Simulation / Modeling / Design

5 Cool Automotive Sessions at GTC 2019

NVIDIA GTC is the premier event for AI-driven automotive innovation. See the latest deep learning breakthroughs that are revolutionizing the transportation industry, from the DRIVE AutoPilot Level 2+ solution and cutting-edge simulation to open and flexible self-driving software.

In the video, see a preview of some of the sessions that you can attend.

Autonomous Parking on NVIDIA DRIVE

Volvo

The average American spends 17 hours every year searching for parking. This session will detail how Volvo Cars is working to help drivers find parking spots more efficiently by using computer vision and deep learning. We’ll cover how we’re working with NVIDIA to deliver an autonomous parking system using the NVIDIA DRIVE Xavier AGX architecture.

Beyond Supervised Driving

Toyota Research Institute

The Toyota Research Institute is going beyond supervised learning for automated driving and exploring problems that affect research and development of long-term, large-scale autonomous robots. These problems include unsupervised domain adaptation, self-supervised learning, and robustness to edge cases. This session will dive into robotics systems, especially end-to-end vs. modular design and human-robot interaction. It will also include some of TRI’s related research directions, especially those around world-scale cloud robotics.

Fast Neural Network Inference with TensorRT on Autonomous Vehicles

Zoox

Autonomous driving systems use various neural network models that require extremely accurate and efficient computation on GPUs. This session will outline how Zoox employs two strategies to improve inference performance (i.e., latency) of trained neural network models without loss of accuracy: (1) inference with NVIDIA TensorRT, and (2) inference with lower precision (i.e., Fp16 and Int8). We will share our learned lessons about neural network deployment with TensorRT and our current conversion workflow to tackle limitations.
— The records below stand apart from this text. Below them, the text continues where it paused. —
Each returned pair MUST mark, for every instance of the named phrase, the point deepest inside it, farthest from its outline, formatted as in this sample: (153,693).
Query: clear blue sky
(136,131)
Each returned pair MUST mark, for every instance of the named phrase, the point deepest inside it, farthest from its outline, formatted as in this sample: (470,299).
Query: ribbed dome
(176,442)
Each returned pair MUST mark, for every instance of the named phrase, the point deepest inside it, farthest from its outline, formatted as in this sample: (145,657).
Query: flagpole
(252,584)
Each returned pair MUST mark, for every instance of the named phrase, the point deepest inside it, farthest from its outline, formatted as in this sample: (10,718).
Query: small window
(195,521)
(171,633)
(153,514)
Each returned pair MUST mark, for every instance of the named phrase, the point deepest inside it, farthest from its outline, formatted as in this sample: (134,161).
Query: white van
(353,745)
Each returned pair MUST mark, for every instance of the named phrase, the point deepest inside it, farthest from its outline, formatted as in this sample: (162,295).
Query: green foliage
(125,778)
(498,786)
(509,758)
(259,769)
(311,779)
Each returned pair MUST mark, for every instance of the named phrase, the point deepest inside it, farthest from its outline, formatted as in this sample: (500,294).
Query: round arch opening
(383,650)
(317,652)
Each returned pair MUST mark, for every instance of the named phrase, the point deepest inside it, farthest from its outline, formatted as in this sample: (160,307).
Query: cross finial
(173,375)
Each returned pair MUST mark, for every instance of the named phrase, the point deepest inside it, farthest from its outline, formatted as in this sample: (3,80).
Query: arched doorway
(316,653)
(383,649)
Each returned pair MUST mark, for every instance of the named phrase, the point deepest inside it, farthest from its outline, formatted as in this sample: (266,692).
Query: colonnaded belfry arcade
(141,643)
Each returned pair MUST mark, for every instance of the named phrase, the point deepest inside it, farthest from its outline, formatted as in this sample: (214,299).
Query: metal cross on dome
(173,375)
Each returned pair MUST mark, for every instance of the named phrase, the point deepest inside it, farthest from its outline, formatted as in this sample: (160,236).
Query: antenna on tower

The Road to 1,000 Meters: New Perception System Breakthrough

TuSimple

A large truck driving on an interstate at 65 miles per hour requires about 100 meters to execute an emergency stop, so perception range is critical for safety. This session will outline how TuSimple achieved an unprecedented autonomous truck perception length of 1,000 meters, more than three times what’s possible with current lidar systems. We’ll talk about the challenges of achieving this benchmark and why a new standard must be set for autonomous truck perception-system range.
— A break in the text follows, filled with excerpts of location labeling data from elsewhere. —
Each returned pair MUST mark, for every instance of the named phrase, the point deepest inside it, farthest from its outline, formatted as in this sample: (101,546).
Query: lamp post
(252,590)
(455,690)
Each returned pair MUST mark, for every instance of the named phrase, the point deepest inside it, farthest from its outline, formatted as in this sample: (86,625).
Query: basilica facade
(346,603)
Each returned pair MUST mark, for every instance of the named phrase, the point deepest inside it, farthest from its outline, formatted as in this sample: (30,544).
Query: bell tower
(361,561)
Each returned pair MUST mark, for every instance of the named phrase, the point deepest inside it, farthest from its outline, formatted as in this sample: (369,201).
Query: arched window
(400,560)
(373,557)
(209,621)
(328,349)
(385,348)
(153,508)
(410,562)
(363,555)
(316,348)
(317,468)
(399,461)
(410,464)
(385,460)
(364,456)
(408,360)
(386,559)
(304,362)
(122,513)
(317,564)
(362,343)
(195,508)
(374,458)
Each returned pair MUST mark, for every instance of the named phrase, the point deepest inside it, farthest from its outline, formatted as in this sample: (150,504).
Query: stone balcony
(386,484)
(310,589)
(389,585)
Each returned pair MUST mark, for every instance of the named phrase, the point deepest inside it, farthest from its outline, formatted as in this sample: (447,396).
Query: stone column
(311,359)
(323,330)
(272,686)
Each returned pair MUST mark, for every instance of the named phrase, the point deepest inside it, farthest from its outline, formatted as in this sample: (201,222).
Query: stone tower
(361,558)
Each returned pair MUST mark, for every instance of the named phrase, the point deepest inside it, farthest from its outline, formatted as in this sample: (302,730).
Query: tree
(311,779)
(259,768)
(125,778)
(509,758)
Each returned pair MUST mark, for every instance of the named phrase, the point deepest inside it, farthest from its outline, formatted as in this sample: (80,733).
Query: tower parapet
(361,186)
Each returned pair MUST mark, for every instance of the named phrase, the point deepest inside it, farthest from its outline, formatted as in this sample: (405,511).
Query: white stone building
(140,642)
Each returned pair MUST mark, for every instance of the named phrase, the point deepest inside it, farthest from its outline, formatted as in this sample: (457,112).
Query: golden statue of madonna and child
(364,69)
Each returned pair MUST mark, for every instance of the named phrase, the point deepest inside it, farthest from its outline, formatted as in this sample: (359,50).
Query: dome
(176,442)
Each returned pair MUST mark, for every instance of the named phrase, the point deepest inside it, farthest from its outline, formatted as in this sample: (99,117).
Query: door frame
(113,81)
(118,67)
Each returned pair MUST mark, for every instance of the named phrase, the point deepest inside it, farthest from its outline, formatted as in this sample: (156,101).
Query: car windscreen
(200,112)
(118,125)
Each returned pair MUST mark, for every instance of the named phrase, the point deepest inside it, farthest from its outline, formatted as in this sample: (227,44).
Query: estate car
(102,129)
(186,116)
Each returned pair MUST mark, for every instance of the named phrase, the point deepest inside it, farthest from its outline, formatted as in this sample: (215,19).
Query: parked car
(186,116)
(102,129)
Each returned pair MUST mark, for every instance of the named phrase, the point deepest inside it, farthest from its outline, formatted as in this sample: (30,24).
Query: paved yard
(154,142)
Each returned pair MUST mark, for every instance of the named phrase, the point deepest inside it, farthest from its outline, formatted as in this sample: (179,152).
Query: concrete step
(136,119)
The Grocery Run of the Future: How Camera-First Self-Driving Technology Is Changing Retail

AutoX

Learn how AutoX’s camera-first self-driving technology is changing grocery shopping with autonomous food delivery. This session will introduce AutoX’s autonomous vehicle technology, designed with deep learning, robotics and computer vision incorporated into its AI. We will explain how we use cameras, sensor fusion, large-scale high-definition 3-D mapping and simulation to make ultra-robust autonomous vehicle software and hardware. We have combined our proprietary camera-first technology with our in-house sensor fusion technology to recreate the way humans see and drive.